In contrast to the foreboding Cathédrale Saint Joseph in the centre of Nouméa which closely resembles Notre Dame in Paris, the little church, Sacre-Cœur, in Païta is another example of a building project overseen by the Administration Pénitentiaire during the 1880s. It is a light and airy, welcoming building. Most striking perhaps are the stain windows which seem to embody an art deco style. Composed of fragmented coloured glass arranged mosaic style they perhaps also embody a discourse of rehabilitation occurring through the collective work of a series of broken lives. This may of course be reading too much into the design but the contrast with Saint Joseph forces a comparison. This also seems much more DIY perhaps partly due to problems with costs and other delays to the original completion of the building.

Today the church sits on the edge of the neat little town centre just behind the school. Opposite there are small memorials to both world wars. Although there is no signage recounting the history of the church either inside or out, a guide to the ‘traces du passé’ published in 1991 indicates that the font was carved by a bagnard using a single block of marble.

The construction of churches along with their decoration often suggests a neat synthesis between religious instruction and creative labour, together producing rehabilitative, redemptive effect on the bagnard. This is the story told about Bagnard Huguet who painted the murals in the church at Iracoubo in French Guiana. Francis Lagrange’s murals on Ile Royale which despite multiple attempts at restoration and preservation have not stood the test of time and climate, seem to offer in their present ruined form a riposte to this narrative. Lagrange’s own autobiography is far from a tale of rehabilitation but rather one of ongoing opportunism.

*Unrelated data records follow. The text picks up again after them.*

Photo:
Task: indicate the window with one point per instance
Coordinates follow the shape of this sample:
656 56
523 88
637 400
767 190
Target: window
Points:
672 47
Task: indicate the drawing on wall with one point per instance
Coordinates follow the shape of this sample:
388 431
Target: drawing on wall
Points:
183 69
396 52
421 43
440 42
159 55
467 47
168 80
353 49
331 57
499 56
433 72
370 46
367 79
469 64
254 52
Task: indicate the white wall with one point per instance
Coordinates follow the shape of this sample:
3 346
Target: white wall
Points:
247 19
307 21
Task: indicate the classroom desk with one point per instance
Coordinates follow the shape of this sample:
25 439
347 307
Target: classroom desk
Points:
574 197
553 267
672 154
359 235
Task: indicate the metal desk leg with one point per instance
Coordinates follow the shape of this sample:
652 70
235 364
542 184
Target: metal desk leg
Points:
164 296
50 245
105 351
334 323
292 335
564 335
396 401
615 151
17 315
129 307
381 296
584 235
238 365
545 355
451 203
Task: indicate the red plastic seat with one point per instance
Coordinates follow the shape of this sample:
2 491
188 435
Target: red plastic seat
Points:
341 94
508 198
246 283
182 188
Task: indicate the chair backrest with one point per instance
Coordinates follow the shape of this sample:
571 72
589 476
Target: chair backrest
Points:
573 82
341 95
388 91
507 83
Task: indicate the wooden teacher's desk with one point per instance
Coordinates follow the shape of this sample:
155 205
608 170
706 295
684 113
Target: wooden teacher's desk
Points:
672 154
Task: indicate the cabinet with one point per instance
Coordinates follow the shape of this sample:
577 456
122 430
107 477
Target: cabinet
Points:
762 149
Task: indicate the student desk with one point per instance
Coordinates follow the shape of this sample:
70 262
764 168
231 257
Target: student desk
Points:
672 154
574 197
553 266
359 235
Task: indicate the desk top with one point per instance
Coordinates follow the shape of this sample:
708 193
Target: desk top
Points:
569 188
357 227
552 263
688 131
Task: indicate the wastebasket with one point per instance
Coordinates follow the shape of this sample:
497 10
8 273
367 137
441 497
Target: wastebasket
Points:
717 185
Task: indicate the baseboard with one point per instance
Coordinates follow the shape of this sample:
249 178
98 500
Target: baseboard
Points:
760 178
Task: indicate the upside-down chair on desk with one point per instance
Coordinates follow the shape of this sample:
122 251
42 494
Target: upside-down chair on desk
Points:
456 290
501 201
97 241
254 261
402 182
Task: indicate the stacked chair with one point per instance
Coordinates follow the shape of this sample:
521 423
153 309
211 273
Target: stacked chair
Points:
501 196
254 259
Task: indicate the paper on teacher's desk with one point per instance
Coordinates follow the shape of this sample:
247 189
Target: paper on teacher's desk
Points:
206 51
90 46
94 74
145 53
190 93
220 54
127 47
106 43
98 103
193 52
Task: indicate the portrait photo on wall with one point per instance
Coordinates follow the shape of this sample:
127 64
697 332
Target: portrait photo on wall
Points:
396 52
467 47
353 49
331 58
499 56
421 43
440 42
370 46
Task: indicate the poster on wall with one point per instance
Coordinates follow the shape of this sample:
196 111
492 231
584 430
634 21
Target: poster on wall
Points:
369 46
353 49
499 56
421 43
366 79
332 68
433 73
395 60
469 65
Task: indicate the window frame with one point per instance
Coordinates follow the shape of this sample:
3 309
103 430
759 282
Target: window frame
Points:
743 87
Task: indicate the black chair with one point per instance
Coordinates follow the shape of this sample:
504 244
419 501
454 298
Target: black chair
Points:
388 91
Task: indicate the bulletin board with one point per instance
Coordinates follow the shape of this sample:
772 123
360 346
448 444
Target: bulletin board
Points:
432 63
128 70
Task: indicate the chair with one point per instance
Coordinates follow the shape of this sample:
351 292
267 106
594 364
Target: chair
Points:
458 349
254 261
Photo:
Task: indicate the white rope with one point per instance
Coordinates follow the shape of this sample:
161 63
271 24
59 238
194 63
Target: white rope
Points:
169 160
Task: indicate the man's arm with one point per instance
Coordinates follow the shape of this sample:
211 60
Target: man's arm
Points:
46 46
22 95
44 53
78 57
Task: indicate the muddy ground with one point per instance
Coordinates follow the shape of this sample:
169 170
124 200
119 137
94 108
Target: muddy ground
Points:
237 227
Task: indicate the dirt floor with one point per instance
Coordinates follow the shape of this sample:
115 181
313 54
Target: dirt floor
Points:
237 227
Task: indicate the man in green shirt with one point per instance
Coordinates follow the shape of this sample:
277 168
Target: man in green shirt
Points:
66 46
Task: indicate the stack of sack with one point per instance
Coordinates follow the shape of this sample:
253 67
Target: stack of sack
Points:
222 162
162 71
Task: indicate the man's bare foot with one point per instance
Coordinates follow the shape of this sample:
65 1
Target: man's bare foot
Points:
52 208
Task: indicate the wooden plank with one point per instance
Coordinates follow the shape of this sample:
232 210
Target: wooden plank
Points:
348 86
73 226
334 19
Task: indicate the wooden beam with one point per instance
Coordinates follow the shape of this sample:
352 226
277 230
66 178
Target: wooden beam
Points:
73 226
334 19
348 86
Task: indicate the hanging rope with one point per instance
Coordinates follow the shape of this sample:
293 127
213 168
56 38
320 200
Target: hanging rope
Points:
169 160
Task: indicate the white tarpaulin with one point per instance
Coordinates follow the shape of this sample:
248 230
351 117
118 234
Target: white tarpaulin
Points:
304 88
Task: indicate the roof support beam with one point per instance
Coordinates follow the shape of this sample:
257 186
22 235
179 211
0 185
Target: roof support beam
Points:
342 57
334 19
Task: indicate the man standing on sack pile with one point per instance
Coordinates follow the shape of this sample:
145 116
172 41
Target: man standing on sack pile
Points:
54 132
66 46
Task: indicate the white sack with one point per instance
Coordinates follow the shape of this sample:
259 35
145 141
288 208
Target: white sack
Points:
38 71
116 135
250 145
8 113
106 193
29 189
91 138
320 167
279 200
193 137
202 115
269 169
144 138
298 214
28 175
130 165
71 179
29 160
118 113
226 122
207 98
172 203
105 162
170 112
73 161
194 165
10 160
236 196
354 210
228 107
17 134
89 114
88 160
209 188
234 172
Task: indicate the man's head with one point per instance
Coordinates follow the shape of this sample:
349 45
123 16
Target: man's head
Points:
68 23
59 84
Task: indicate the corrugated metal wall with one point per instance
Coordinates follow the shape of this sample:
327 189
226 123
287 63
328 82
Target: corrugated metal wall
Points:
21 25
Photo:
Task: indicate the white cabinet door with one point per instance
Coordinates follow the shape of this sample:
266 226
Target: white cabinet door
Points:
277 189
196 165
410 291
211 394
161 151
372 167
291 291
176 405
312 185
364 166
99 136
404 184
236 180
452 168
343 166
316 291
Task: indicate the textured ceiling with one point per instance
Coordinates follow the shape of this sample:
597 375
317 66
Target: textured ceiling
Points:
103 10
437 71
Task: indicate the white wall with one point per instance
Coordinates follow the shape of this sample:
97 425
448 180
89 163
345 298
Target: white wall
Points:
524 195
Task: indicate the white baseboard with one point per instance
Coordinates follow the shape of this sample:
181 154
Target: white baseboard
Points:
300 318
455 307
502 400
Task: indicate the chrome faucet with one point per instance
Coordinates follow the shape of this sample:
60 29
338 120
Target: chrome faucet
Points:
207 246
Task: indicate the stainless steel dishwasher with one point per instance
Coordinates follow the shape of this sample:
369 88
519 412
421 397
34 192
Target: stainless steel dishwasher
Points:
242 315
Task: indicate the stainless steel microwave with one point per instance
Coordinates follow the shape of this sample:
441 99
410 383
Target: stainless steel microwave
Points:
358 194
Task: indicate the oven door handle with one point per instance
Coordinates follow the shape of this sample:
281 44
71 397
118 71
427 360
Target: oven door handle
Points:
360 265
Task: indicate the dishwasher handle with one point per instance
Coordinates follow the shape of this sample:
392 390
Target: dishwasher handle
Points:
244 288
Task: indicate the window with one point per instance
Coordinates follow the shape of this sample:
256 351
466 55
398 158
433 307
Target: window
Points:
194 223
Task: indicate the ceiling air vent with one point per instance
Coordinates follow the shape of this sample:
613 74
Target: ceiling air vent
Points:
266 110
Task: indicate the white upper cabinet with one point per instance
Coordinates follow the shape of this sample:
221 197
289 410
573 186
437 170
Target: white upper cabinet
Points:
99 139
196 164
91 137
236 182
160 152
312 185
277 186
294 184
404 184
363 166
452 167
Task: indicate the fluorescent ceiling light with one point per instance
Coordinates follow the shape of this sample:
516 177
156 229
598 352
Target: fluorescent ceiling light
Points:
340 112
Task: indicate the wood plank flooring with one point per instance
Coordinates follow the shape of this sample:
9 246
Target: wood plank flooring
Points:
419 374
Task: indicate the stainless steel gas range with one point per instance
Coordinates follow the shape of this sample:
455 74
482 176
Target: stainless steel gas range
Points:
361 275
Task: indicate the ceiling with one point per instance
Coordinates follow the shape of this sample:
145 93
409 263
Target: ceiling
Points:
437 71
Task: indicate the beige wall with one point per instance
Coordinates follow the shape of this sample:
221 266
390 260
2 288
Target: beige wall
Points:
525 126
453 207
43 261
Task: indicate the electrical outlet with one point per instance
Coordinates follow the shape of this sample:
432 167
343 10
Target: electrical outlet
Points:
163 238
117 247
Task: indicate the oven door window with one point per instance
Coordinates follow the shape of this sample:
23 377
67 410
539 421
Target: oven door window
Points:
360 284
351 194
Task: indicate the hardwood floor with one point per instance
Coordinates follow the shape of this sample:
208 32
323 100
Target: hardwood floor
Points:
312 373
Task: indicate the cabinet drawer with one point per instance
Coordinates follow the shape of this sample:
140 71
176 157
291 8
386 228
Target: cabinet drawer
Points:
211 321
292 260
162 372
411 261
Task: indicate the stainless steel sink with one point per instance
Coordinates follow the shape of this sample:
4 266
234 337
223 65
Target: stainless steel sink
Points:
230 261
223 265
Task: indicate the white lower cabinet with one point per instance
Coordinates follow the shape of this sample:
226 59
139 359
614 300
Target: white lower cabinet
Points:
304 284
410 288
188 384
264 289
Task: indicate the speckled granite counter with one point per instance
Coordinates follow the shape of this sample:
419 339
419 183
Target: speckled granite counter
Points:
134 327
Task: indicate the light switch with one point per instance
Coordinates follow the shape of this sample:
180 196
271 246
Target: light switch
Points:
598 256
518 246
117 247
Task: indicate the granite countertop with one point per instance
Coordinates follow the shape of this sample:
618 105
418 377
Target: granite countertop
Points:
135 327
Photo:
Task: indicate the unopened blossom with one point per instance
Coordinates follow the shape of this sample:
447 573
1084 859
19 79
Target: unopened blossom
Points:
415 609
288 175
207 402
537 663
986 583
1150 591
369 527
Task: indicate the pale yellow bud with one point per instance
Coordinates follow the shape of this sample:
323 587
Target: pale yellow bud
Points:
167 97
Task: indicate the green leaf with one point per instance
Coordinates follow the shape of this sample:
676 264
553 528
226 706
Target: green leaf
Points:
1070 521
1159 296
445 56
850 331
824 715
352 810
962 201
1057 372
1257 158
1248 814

Moreover there is a certain irony that the main remnant of the administration pénitentiaire in Païta is its church. According to the curate of Païta, in 1892 the town represented an outpost of Noumea that attracted the worst forms of depravity and criminal activity. The account refers to ‘scandaleuses orgies‘ and ‘professions inavouables’ but leaves the reader to speculate on what these might consist of. What it does indicate is the way in which the penal colony extended across the territory but in ways that were irregular and complicated. The exil of the libérés from the centre of Nouméa also reminds us of the horrors of the doublage system as it produced above all a subclass of individuals who were no longer supported by the A.P. The opportunities for employment or the receipt of a concession were the exceptions that worked to simultaneously affirm both the potential of the bagne as successful form of colonial development and the myth of the irredeemable criminal (the fort tête) unable to seize the opportunity to improve his conditions of existence, demonstrating a disloyalty to France in his failure to contribute towards the building of its Empire.